Ooh. I think it’s the right moment for that one blog post I talked about. I just hope I haven’t talked it up too much and ends up in disappointment. If you didn’t remember, then, hey! The topic’s new to you!
A stream of water, often containing medicinal or cleansing agents, that
is applied to a body part or cavity for hygienic or therapeutic
- A stream of air applied in a similar way.
- The application of a douche.
- An instrument for applying a douche.
[French, shower, from Italian doccia, conduit, back-formation from doccione, pipe, from Latin ductiō, ductiōn-, act of leading, from ductus, past participle of dūcere, to lead.]
Ah. The word "douche" is awesome, isn’t it?
I don’t think I know a better word to describe smug, self-centered, egotistical, vain, careless, blindly self-obsessed; did I already use smug?; and how about deluded?; and also rude; people. *gasps for breath*
See? That above is seven or nine words –depending on how you count– to clumsily try to get the point across.
But if I say "douchebag" or the briefer and more to the point, "douche", you just get it. And we can all have a laugh and then, twenty five minutes later, repeat the word with emphasis and start giggling and snorting all over again.
It is the perfect insult combined with a happily onomatopoeic pronunciation for maximum enjoyment.
Say it aloud: "douche."
For me, the best part of this particular insult is that it comes from the same word root as "duke", "duct" (as in the tape), and "deduce". Yes, I know: nerdy and random.

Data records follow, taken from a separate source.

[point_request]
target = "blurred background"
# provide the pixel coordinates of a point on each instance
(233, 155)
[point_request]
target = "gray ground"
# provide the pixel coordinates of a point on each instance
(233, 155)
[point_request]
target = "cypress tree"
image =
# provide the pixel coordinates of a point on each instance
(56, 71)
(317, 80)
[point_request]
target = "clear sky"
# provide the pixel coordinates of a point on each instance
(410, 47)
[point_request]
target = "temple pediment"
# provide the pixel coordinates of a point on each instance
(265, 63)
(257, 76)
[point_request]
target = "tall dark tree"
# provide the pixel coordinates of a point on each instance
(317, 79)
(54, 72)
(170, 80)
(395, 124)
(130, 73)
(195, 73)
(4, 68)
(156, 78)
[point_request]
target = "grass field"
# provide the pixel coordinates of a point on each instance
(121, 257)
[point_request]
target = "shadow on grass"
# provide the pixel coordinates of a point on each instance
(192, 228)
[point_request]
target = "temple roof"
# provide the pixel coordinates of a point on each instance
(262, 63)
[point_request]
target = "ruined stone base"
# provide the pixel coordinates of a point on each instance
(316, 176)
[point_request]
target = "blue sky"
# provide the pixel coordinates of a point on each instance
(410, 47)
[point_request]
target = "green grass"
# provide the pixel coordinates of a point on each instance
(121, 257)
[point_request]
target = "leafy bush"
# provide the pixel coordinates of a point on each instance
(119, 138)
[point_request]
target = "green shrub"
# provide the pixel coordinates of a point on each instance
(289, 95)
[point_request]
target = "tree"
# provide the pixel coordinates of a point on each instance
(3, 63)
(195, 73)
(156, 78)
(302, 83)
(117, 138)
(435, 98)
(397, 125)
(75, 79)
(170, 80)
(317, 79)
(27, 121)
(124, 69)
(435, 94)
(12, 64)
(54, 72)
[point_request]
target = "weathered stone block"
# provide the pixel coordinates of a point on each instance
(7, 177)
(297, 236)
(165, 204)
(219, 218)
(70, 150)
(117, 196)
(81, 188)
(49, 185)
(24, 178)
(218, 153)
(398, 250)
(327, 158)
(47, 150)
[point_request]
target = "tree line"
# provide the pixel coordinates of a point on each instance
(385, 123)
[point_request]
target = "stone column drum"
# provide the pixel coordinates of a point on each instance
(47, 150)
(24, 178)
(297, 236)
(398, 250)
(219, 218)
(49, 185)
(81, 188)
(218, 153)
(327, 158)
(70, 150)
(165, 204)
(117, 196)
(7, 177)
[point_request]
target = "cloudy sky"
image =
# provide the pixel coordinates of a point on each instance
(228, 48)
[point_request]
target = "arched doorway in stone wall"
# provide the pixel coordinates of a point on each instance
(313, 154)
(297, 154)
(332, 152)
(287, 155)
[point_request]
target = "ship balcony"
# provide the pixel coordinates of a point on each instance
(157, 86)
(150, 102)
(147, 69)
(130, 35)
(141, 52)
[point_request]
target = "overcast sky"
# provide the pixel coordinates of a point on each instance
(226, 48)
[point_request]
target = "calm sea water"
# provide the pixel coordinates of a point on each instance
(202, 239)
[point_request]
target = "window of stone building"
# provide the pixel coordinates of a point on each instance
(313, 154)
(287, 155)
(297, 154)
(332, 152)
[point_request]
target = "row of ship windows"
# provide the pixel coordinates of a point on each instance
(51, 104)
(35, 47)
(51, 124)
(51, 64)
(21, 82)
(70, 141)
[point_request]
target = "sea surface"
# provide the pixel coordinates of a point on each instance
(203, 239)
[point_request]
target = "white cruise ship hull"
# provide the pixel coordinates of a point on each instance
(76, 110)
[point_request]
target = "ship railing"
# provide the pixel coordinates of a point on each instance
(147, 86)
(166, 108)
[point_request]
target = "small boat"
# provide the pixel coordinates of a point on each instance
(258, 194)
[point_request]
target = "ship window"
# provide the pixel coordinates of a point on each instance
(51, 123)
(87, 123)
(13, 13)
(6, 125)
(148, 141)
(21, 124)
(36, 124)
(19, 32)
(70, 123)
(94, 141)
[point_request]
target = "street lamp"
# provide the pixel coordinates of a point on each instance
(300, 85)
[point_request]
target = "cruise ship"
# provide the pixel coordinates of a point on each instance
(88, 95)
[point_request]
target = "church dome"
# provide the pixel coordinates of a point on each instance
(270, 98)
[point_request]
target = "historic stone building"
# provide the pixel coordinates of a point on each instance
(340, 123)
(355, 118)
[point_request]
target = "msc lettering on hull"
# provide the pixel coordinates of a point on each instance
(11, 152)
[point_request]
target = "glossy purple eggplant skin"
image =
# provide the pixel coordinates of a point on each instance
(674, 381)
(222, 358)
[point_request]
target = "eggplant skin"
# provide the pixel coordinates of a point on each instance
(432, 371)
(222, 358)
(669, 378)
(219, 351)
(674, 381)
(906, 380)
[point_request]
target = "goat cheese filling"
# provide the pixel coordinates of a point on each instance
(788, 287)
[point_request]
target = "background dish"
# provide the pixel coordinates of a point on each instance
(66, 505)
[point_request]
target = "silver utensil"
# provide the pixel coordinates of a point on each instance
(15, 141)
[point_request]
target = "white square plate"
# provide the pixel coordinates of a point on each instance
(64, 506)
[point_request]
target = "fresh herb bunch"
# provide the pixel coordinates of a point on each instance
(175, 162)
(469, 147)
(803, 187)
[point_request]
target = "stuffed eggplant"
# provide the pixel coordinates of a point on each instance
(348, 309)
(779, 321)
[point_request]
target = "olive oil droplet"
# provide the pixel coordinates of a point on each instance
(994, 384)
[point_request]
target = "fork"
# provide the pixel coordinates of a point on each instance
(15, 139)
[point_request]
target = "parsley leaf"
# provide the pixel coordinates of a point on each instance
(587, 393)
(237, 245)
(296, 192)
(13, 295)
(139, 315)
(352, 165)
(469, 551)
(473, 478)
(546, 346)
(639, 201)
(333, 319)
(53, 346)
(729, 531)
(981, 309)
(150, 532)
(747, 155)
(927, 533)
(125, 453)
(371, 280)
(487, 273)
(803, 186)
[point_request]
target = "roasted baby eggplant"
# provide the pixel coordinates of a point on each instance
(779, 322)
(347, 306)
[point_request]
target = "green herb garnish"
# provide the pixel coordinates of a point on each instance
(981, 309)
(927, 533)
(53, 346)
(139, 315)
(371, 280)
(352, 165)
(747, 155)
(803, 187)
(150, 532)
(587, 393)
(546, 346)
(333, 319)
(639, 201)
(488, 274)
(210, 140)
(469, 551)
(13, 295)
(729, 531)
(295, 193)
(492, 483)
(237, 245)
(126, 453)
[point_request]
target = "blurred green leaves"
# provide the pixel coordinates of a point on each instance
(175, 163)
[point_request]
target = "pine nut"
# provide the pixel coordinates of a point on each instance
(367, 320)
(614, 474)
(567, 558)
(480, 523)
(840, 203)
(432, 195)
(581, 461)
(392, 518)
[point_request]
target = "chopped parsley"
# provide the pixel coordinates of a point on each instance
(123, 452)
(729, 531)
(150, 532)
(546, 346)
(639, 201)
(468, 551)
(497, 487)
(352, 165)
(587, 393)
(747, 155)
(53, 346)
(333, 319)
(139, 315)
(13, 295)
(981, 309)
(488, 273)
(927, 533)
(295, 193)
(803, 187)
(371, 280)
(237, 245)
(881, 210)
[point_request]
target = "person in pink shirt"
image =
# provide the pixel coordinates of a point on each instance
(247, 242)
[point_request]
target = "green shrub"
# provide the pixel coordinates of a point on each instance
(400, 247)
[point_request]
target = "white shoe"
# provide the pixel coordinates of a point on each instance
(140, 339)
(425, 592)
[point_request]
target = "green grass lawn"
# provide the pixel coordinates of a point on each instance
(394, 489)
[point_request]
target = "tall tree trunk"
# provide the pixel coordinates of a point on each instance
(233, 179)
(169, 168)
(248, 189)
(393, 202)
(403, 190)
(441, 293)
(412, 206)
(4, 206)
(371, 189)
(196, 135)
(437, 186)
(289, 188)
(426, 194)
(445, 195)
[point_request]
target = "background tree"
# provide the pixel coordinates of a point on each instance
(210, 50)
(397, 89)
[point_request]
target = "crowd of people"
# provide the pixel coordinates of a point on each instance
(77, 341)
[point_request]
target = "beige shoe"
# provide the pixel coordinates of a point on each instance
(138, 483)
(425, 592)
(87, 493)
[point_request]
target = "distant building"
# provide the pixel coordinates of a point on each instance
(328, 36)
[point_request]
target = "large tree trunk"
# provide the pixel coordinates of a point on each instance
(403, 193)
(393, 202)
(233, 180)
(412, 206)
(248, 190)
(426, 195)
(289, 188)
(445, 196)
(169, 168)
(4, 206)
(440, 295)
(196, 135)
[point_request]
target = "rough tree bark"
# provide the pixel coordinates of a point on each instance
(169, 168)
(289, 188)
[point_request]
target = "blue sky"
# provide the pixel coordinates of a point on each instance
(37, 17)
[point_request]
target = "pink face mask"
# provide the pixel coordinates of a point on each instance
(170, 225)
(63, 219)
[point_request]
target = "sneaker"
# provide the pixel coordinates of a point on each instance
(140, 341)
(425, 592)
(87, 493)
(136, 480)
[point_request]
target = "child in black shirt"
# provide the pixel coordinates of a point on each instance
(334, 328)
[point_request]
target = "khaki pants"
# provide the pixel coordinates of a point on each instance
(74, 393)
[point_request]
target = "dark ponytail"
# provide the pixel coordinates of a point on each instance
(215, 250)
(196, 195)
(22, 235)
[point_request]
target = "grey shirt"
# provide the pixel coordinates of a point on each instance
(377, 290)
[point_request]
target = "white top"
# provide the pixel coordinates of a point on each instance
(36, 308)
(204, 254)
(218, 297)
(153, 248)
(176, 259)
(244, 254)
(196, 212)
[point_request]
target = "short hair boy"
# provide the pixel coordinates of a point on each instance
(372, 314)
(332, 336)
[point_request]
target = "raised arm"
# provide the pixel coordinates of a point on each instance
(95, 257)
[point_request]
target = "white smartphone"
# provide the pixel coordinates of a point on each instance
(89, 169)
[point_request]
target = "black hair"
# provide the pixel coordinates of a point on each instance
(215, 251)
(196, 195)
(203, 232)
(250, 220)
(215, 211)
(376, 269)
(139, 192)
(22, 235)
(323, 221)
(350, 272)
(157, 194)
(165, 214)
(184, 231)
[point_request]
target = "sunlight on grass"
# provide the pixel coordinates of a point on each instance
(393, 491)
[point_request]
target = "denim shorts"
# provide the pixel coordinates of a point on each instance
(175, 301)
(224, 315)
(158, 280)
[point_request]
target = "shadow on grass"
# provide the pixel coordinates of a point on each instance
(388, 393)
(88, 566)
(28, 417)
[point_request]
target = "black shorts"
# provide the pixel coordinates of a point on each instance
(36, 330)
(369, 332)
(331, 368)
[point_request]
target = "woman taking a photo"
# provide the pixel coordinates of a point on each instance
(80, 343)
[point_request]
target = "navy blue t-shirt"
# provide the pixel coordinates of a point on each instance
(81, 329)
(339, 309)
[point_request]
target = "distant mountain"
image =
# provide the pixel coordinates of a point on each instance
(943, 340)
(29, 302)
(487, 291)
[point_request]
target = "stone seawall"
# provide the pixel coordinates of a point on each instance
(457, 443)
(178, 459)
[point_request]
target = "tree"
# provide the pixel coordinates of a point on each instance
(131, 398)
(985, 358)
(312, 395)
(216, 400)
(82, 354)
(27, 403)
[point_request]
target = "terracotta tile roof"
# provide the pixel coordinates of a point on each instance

But it IS significant: because you see, it’s definitely an American invention, just like Duke himself and duct tape— it is a word whose very ethereal definition can be made what you want it to be, albeit still holding a particular essence of what it means (that last part would be the deduction part). Douche: It’s the American Dream of insults, because YOU the American people make it what it is.
Therefore, the words "douche" and "douchebag" exist in the collective psyche of us all. "Turd sandwich", while hilarious, is a distant second.
Do you think this is just some random bullshitting from someone who is enjoying way too much the way her fingers are ever so neatly falling on d-o-u-c-h-e a lot on this entry? Perhaps.
Just do me a favor: think of someone who is a complete and total douchebag.
Chances are that you zeroed in on someone whose values are not like yours; who is probably enamored with him or herself; and who really could benefit from a change in perspective and a slap across the face for being such a….
…. douche. That’s right. See? It rolls trippingly off the tongue, with no effort whatsoever!
It doesn’t matter that Urban Dictionary has over one hundred definitions of the term — many of which feature another modifying word. And it doesn’t matter that the fellas over at Big Douchebag range from the old and pervy to the young and clueless to the sartorially incapable, for their doucheness unites them all. A douche has become a deliciously universal word to describe a repellent human being. One who also happens to be dense, and possibly vinegary.
Maybe the term itself is some vestige from the feminist movement– use as an insult that which was used to oppress and attack ladyparts. I still cannot believe that people actually irrigated (and still irrigate) their poor gentle vaginas with something that is meant to clean floors and disinfect counters. Incidentally, if you have stumbled upon my blog honestly looking for information about douches, I urge you to click here for information on what douches can do to your delicate lily blossom.
A shrewd commentator from the last entry remarked that "douche" does seem to be a very 80s term. I concur, but I must also point out that if footless tights are coming back, it was only a matter of time before we would see a reemergence of the word– along with its far more dated cousin, "bitchin’".
But douche will forever live in our hearts and our minds as the foremost word to describe … well, you know.
Long live the funniest insult on earth– and one that is safe to write on mainstream media blogs, even!
And long live the slimy, sycophant, arrogant, lily-livered, popped-collared, no-game, frat-boy-at-33, preppy-jerk, cutting-me-off-by-riding-on-the-shoulder, ridiculously-large-bag-toting-skinny-women, elbowing-idiot-in-the-metro, perverted-mustachioed-freak, backward-baseball-cap-even-indoor-wearing DOUCHEBAGS of this world.